Does DH not want another baby or does he just think that it is too soon?

Keep us informed.

ernest Sat 11-Dec-04 11:52:48

it's a nightmare enough trying to conceive without dh wanting the fun without delivering the goods, so to speak. Sounds like mental torture. Has he had 2nd thoughts or something?

Btw, doesn't sound funny, your dilema. i had similar - not but, but following removal of mirena, had loads of pg symptoms, really felt pg & even had milky discharge from breasts. i mean crapms are 1 thing, but milky discharge from breats? That was def. not imagined. Did approx. 10 million pg tests & each time was neg. Saw doc who explained that the hormone level (can't remember exactly - rising levels of oestrogen, maybe) mimicked pg symptoms. Thank God 3 months later I finally succeeded or I would have driven poor sil crazy.
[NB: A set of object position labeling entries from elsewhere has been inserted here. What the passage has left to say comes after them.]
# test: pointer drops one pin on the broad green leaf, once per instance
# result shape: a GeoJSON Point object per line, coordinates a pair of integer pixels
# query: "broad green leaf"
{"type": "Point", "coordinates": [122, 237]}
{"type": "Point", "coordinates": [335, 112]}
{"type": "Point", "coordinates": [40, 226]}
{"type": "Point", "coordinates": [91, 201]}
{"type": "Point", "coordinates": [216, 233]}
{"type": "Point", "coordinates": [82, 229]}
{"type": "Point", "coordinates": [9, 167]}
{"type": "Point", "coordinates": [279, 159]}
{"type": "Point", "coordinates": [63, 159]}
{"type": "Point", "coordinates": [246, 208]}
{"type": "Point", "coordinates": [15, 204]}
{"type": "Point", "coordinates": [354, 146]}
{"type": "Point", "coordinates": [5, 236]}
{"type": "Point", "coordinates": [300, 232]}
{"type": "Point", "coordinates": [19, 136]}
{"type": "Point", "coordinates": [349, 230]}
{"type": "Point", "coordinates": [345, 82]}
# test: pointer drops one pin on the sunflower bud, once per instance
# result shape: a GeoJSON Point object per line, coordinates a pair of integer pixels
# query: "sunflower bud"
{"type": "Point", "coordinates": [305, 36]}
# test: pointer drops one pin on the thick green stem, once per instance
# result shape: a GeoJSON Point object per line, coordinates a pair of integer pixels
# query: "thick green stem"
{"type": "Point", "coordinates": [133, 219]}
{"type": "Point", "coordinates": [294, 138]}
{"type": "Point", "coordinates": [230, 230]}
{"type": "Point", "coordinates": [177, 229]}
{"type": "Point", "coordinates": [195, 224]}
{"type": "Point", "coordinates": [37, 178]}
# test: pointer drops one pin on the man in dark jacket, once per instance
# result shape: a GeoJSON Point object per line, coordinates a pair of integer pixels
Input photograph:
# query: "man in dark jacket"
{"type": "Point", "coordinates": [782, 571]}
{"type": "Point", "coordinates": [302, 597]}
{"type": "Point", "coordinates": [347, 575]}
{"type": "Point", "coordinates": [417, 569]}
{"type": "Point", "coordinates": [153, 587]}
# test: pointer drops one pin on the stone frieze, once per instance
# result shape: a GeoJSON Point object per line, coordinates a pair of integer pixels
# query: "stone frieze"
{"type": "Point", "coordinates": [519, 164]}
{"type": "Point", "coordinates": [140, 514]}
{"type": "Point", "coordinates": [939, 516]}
You never know, it could be a coincidence & you could be lucky, but if you're not this time, I'm sure you soon will be xxxx

Levanna Wed 15-Dec-04 01:47:15

The first time I thought I may be pregnant (sore breasts, sickness and even swelling tum) it turned out it was actually an extremely large ovarian cyst. It was my first set of PCOS symptoms so I found myself in hosp being told what it was, that I def wasn't pregnant and would have difficulty conceiving...all in one fell swoop! One or two similar incidents passed, so when I felt sick all around the time of my wedding, (having been told by consultant on wedding 'eve' we would not conceive without 'help') and still ill throughout honeymoon, I put it down to stress. I eventually went to gp when we got back to find we were indeed expecting DD1 and had been for nearly two months!

Awful when we think we are and we're not though, .
Very positive wishes to all TTC.

ShouldKnowByFriday Wed 22-Dec-04 21:54:10

CanadianMum, Dh doesn't want another - we have two children. But was told by a friend of his that he could be persuaded.

Good luck to all of you ttc. Maybe over Christmas?